There was also another case involving one Ijeoma Uduma, 24, of No. 13 Ibadan Street, Aba. Ijeoma, who had two children with two different men, got pregnant again for yet another man, who then abandoned her. On a fateful day when she went to buy drugs from a patent medicine seller, Mrs. Melody Nwankwo, 38, who claimed to be a nurse, 

Ijeoma narrated her ordeal to the woman.
Mrs Nwankwo was said to have informed her husband, Chinedu, who in turn consulted one Benjamin Ubonu (50), a pastor, who had reportedly been contemplating buying a baby. Thereafter a deal was struck. Few days to Ijeoma’s delivery, the pastor through Chinedu enquired from the girl how much she was going to sell the baby when born. The parties settled for N100,000 and the pastor made an upfront payment.
However, the unexpected happened. On April 11, Ijeoma delivered a set of twins, which were handed over to the pastor. But the police were alerted and all those involved in the illegal deal were arrested. 
The question now bothering most people is whether the activities of the child traffickers conformed with provisions of the Eastern Nigeria Child Adoption Law No. 12 of 1986?

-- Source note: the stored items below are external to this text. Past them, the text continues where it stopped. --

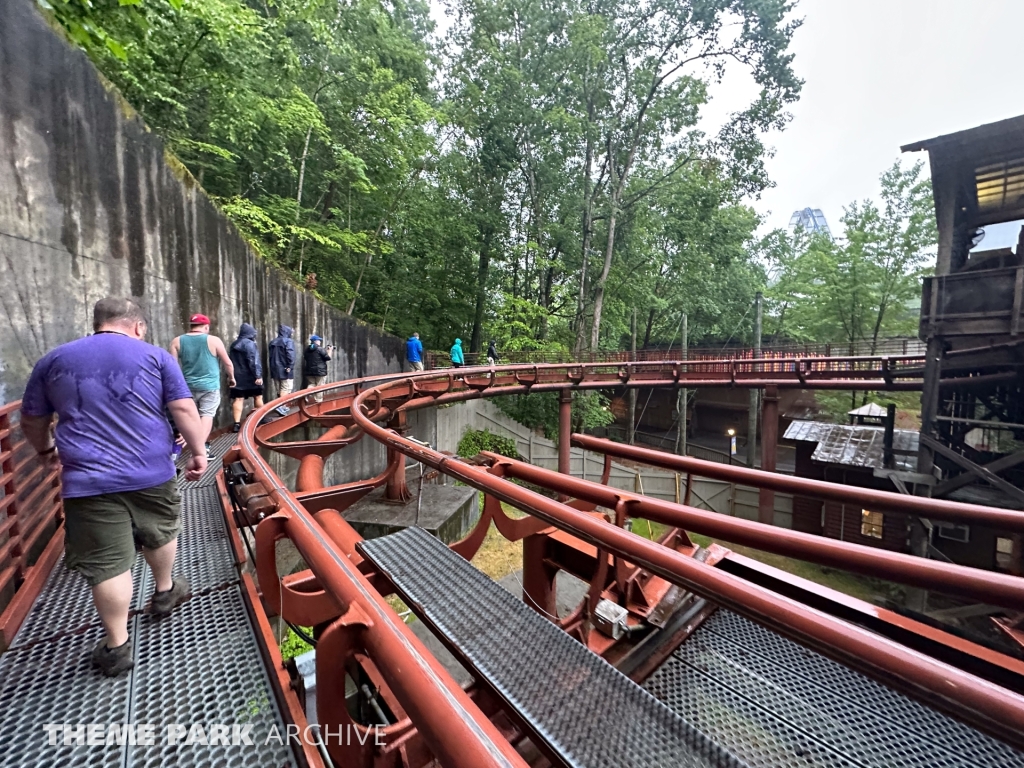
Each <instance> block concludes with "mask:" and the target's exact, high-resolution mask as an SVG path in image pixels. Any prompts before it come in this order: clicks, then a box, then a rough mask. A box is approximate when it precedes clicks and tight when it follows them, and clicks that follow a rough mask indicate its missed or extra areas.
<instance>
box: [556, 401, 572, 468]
mask: <svg viewBox="0 0 1024 768" xmlns="http://www.w3.org/2000/svg"><path fill="white" fill-rule="evenodd" d="M571 436H572V390H571V389H563V390H561V391H560V392H559V393H558V471H559V472H561V473H562V474H563V475H568V474H572V469H571V462H570V459H571V456H572V455H571V453H570V452H571V447H572V446H571V444H570V443H569V439H570V438H571Z"/></svg>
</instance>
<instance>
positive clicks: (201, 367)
mask: <svg viewBox="0 0 1024 768" xmlns="http://www.w3.org/2000/svg"><path fill="white" fill-rule="evenodd" d="M171 354H172V355H173V356H174V359H176V360H177V361H178V365H180V366H181V373H182V374H184V377H185V383H187V384H188V389H189V390H190V391H191V393H193V399H194V400H196V408H197V409H199V418H200V419H201V420H202V421H203V429H204V430H205V432H206V434H204V435H203V442H204V443H206V455H207V458H212V457H210V443H209V439H210V431H211V430H212V429H213V419H214V417H216V415H217V409H218V408H220V366H223V367H224V370H225V371H226V372H227V385H228V386H230V387H233V386H234V367H233V366H232V365H231V359H230V357H228V356H227V350H226V349H225V348H224V342H222V341H221V340H220V339H218V338H217V337H216V336H211V335H210V318H209V317H207V316H206V315H205V314H194V315H193V316H191V317H190V318H189V321H188V333H186V334H182V335H181V336H178V337H177V338H176V339H174V341H172V342H171Z"/></svg>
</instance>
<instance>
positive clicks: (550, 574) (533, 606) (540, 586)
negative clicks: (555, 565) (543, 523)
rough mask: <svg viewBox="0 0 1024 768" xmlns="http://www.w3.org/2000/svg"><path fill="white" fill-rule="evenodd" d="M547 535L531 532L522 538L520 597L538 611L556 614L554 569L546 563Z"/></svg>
mask: <svg viewBox="0 0 1024 768" xmlns="http://www.w3.org/2000/svg"><path fill="white" fill-rule="evenodd" d="M547 557H548V537H547V536H545V535H544V534H531V535H530V536H527V537H526V538H524V539H523V540H522V599H523V602H525V603H526V604H527V605H528V606H529V607H531V608H532V609H534V610H536V611H537V612H538V613H541V614H542V615H545V616H546V617H548V618H550V617H551V616H554V615H557V610H558V608H557V604H556V601H555V575H556V571H555V570H554V569H553V568H552V567H551V566H550V565H548V563H547Z"/></svg>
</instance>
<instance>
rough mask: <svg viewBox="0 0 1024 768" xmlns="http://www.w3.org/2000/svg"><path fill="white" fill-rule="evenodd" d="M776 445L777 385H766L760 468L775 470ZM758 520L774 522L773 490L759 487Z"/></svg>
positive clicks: (767, 469) (761, 420) (761, 468)
mask: <svg viewBox="0 0 1024 768" xmlns="http://www.w3.org/2000/svg"><path fill="white" fill-rule="evenodd" d="M777 446H778V387H766V388H765V394H764V399H763V401H762V412H761V469H762V470H763V471H765V472H774V471H775V453H776V450H777ZM758 521H759V522H764V523H767V524H769V525H771V524H773V523H774V522H775V492H774V490H769V489H768V488H761V490H760V492H758Z"/></svg>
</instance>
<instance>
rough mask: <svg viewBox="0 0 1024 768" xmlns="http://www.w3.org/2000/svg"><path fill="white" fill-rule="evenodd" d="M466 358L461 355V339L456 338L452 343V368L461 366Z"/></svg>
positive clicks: (463, 364)
mask: <svg viewBox="0 0 1024 768" xmlns="http://www.w3.org/2000/svg"><path fill="white" fill-rule="evenodd" d="M465 364H466V358H465V357H463V355H462V339H456V340H455V344H453V345H452V368H462V367H463V366H464V365H465Z"/></svg>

Speaking on the worrisome development, medical director of Okwuonu Memorial Hospital, Aba, Dr. C. C. Okwuonu, who also runs a social home, dismisses their activities as illegal, explaining that babies should not be sold but adopted by qualified couples. According to him, legal adoption only attract a fee of N25,000.
He stated that when someone intends to adopt a baby, the applicant would be required to present age declaration, evidence of medical fitness, two passport photographs, a marriage certificate as well as the birth certificate of the baby to be adopted. 

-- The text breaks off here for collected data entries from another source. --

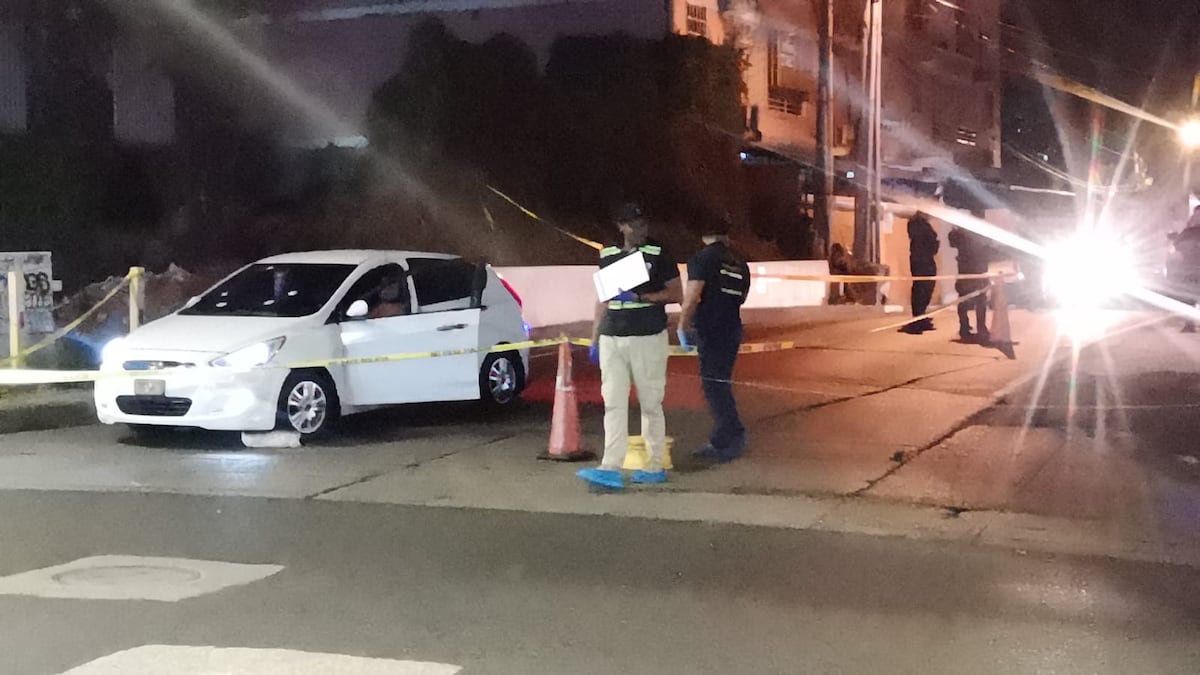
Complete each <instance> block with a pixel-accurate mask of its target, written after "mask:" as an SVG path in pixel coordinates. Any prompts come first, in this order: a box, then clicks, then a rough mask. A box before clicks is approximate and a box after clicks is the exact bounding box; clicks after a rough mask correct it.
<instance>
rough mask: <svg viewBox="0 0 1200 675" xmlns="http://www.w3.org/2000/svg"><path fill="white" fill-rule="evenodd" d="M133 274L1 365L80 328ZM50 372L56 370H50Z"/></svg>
mask: <svg viewBox="0 0 1200 675" xmlns="http://www.w3.org/2000/svg"><path fill="white" fill-rule="evenodd" d="M133 274H134V273H130V274H126V275H125V279H121V282H120V283H118V285H116V287H115V288H113V289H112V291H109V292H108V294H107V295H104V297H103V298H101V300H100V301H98V303H96V304H95V305H92V307H91V309H89V310H88V311H85V312H83V313H82V315H79V317H78V318H76V319H74V321H72V322H71V323H68V324H66V325H64V327H62V328H60V329H58V330H55V331H54V333H52V334H49V335H47V336H46V337H43V339H42V340H41V341H38V342H37V344H36V345H34V346H32V347H29V348H28V350H23V351H22V352H20V353H18V354H17V356H13V357H7V358H4V359H0V366H6V365H8V364H11V363H14V362H16V363H19V362H23V360H25V359H26V358H28V357H29V356H31V354H35V353H37V352H40V351H42V350H44V348H46V347H49V346H50V345H53V344H54V342H55V341H58V340H60V339H61V337H64V336H65V335H66V334H68V333H71V331H72V330H74V329H76V328H79V327H80V325H82V324H83V322H85V321H88V319H89V318H90V317H91V315H94V313H96V312H97V311H100V309H101V307H103V306H104V305H106V304H107V303H108V301H109V300H112V299H113V298H115V297H116V294H118V293H120V292H121V291H122V289H124V288H125V287H126V286H128V285H130V281H131V279H132V276H133ZM49 372H54V371H49Z"/></svg>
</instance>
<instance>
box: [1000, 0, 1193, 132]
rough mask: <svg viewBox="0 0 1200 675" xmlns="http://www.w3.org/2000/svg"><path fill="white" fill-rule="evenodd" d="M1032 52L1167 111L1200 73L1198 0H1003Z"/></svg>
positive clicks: (1053, 63)
mask: <svg viewBox="0 0 1200 675" xmlns="http://www.w3.org/2000/svg"><path fill="white" fill-rule="evenodd" d="M1006 1H1007V8H1006V14H1007V19H1008V22H1009V23H1012V24H1014V25H1016V26H1018V28H1016V29H1014V30H1012V32H1014V34H1016V35H1019V36H1021V37H1025V38H1026V42H1025V47H1026V48H1027V49H1030V50H1038V52H1040V54H1031V55H1034V56H1037V58H1039V60H1043V61H1045V62H1048V64H1049V65H1051V66H1054V67H1056V68H1061V70H1062V71H1063V72H1064V73H1066V74H1070V76H1074V77H1076V78H1078V79H1081V80H1084V82H1085V83H1086V84H1090V85H1093V86H1097V88H1098V89H1102V90H1104V91H1105V92H1108V94H1111V95H1114V96H1117V97H1121V98H1126V100H1130V101H1132V102H1141V101H1144V100H1145V101H1146V103H1147V104H1148V106H1151V107H1156V108H1158V109H1159V110H1160V112H1163V113H1164V114H1165V113H1168V112H1169V108H1172V107H1176V106H1180V104H1184V103H1186V102H1187V100H1188V98H1189V96H1190V83H1192V78H1193V76H1194V74H1195V73H1196V72H1198V71H1200V0H1006Z"/></svg>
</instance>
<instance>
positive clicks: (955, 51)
mask: <svg viewBox="0 0 1200 675" xmlns="http://www.w3.org/2000/svg"><path fill="white" fill-rule="evenodd" d="M954 50H955V52H958V53H959V54H961V55H964V56H967V58H970V59H974V58H977V56H978V55H979V31H977V30H976V29H974V26H973V25H972V20H971V17H968V16H967V14H966V13H959V14H958V16H956V17H955V20H954Z"/></svg>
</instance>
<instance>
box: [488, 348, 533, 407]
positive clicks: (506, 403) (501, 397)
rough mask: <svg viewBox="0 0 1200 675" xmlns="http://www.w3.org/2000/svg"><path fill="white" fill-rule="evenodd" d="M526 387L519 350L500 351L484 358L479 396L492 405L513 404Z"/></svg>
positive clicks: (522, 368)
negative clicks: (500, 351) (524, 382)
mask: <svg viewBox="0 0 1200 675" xmlns="http://www.w3.org/2000/svg"><path fill="white" fill-rule="evenodd" d="M523 388H524V366H523V365H522V363H521V356H520V354H518V353H517V352H498V353H494V354H488V356H487V358H486V359H484V366H482V368H481V369H480V371H479V398H480V400H482V401H484V404H486V405H488V406H491V407H498V408H499V407H508V406H510V405H512V404H514V402H515V401H516V400H517V396H520V395H521V390H522V389H523Z"/></svg>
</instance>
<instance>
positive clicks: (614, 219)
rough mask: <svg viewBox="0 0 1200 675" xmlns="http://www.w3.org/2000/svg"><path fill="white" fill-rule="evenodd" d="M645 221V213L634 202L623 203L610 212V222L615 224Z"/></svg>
mask: <svg viewBox="0 0 1200 675" xmlns="http://www.w3.org/2000/svg"><path fill="white" fill-rule="evenodd" d="M638 220H646V213H644V211H643V210H642V207H641V205H640V204H637V203H636V202H625V203H624V204H619V205H618V207H617V208H616V209H613V210H612V221H613V222H616V223H622V222H634V221H638Z"/></svg>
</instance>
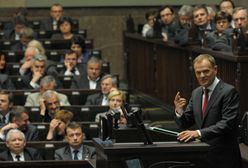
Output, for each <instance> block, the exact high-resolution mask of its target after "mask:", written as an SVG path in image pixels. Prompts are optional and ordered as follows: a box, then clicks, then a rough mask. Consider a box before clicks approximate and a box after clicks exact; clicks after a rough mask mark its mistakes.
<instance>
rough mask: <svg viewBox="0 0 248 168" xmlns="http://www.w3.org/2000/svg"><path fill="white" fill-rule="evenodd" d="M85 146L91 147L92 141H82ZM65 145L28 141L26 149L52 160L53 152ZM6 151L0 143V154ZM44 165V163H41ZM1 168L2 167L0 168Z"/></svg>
mask: <svg viewBox="0 0 248 168" xmlns="http://www.w3.org/2000/svg"><path fill="white" fill-rule="evenodd" d="M84 143H85V144H86V145H89V146H93V143H92V141H87V140H86V141H84ZM66 144H67V142H65V141H30V142H27V147H32V148H35V149H38V150H39V152H40V153H41V155H42V156H43V158H44V159H45V160H54V151H55V150H56V149H59V148H62V147H64V146H65V145H66ZM5 149H6V145H5V143H4V142H0V152H2V151H4V150H5ZM43 164H44V163H43ZM1 167H2V166H1Z"/></svg>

“You see, people like to cut corners by avoiding the due process. Any foster parent who wants to adopt a baby comes to the Social Welfare Unit of a local government area for a temporary adoption paper, which would be made permanent at the end of one year. It is only when the permanent papers are issued that the foster parents can claim the baby as theirs. The basis of this process is to ascertain whether the would-be-foster parents are able to support the foster child. “Also, no mother would be admitted into a social home without the consent of her parents. Anything short of the above processes is illegal,” Okwuonu stated.

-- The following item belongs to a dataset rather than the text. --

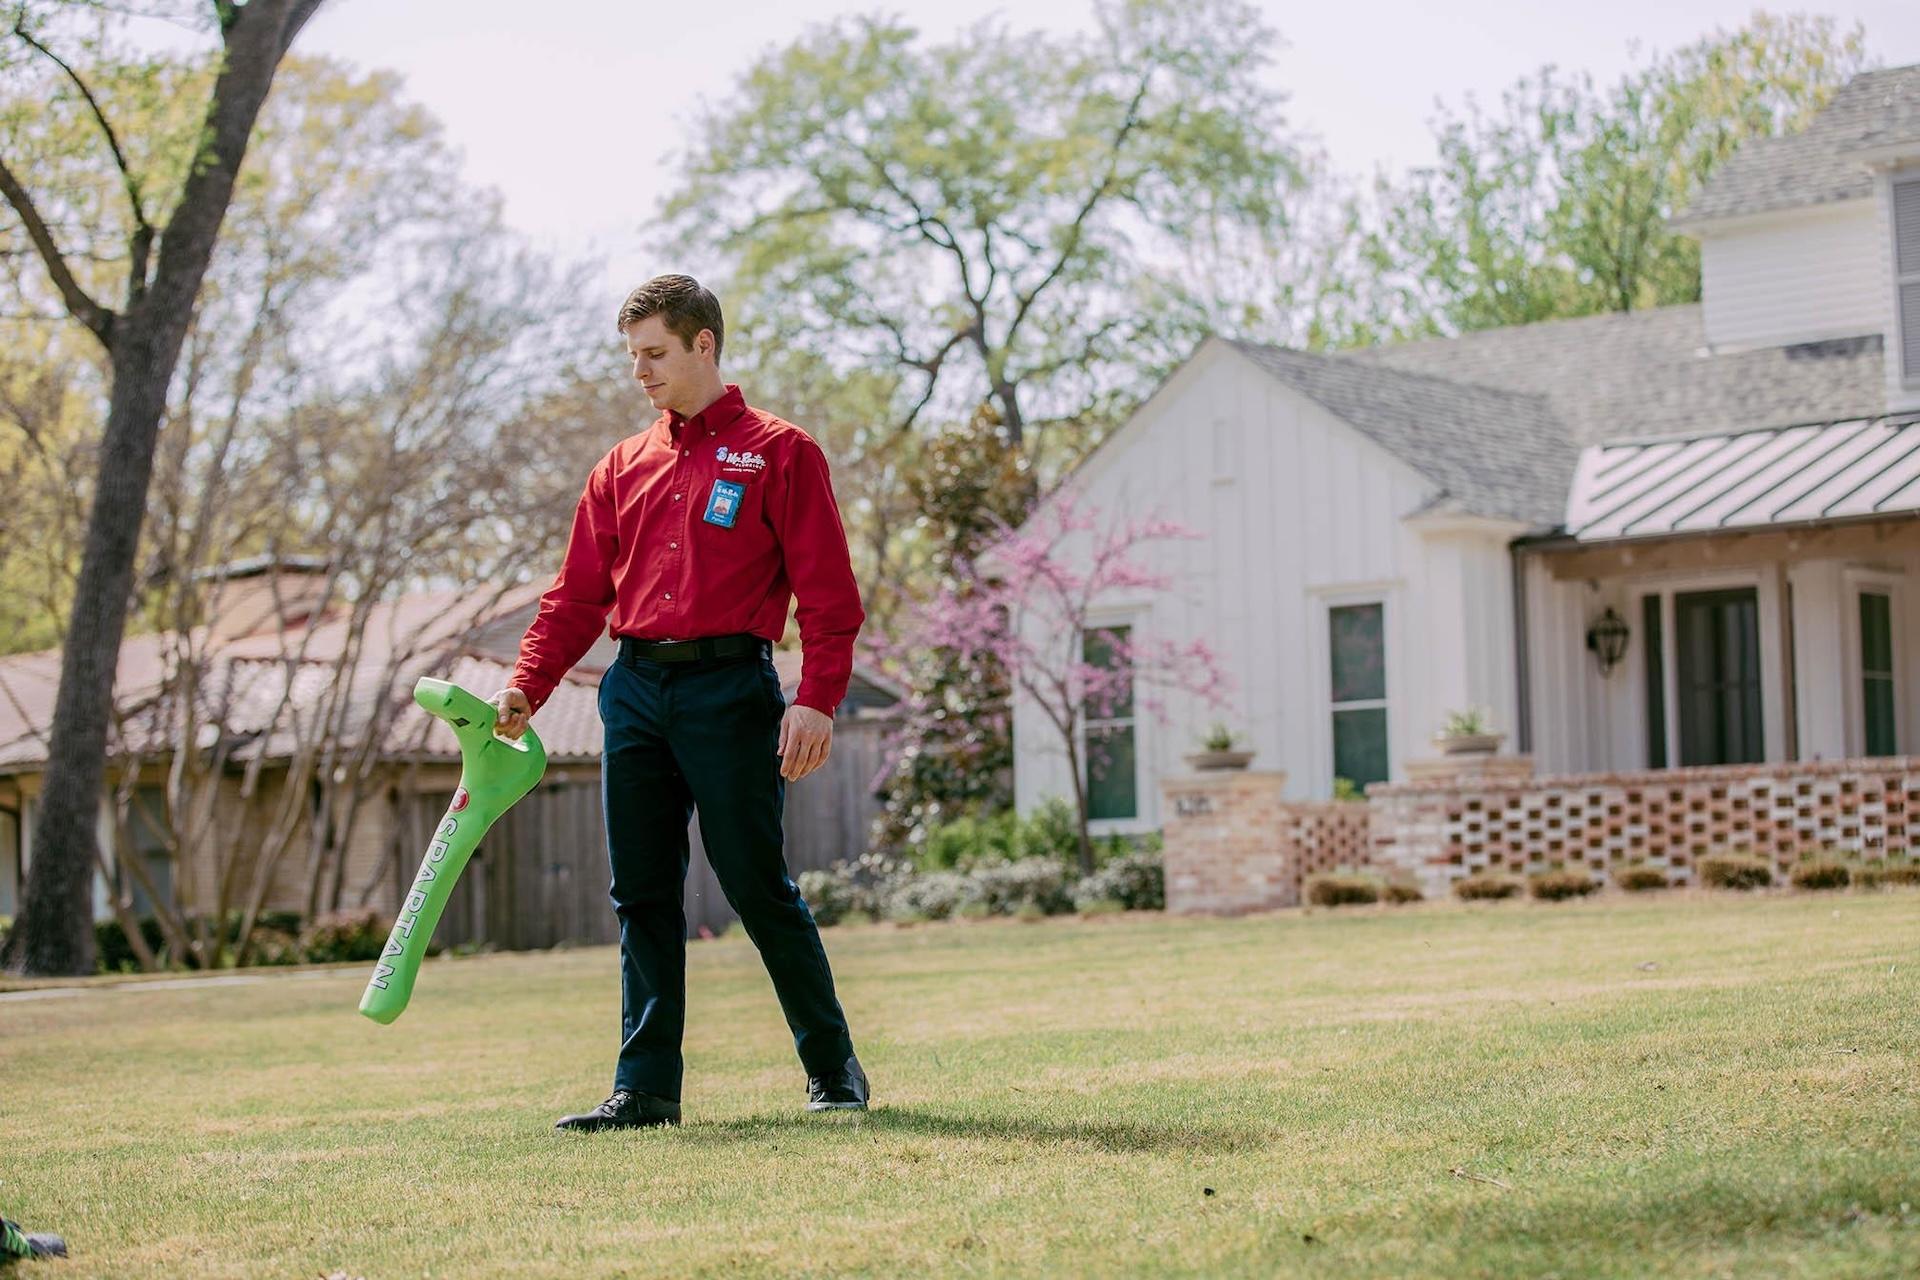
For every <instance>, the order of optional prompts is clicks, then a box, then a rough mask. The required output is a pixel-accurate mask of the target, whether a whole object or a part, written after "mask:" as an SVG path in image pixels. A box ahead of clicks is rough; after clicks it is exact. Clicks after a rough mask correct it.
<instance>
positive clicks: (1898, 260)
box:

He added that the Medical and Dental Council of Nigeria should withdraw the certificates of medical practitioners found guilty of this practice. “To save the face of the medical profession, medical practitioners who are found wanting in this area should be shown the way out by withdrawing their certificates,” Okwuonu added. For Dr. Charles Chinekezi, a human rights activist, the practice is almost becoming modern-day slave trade. “The most annoying thing is that sometimes these babies are sold to ritualists who use them for diabolical purposes,” he said.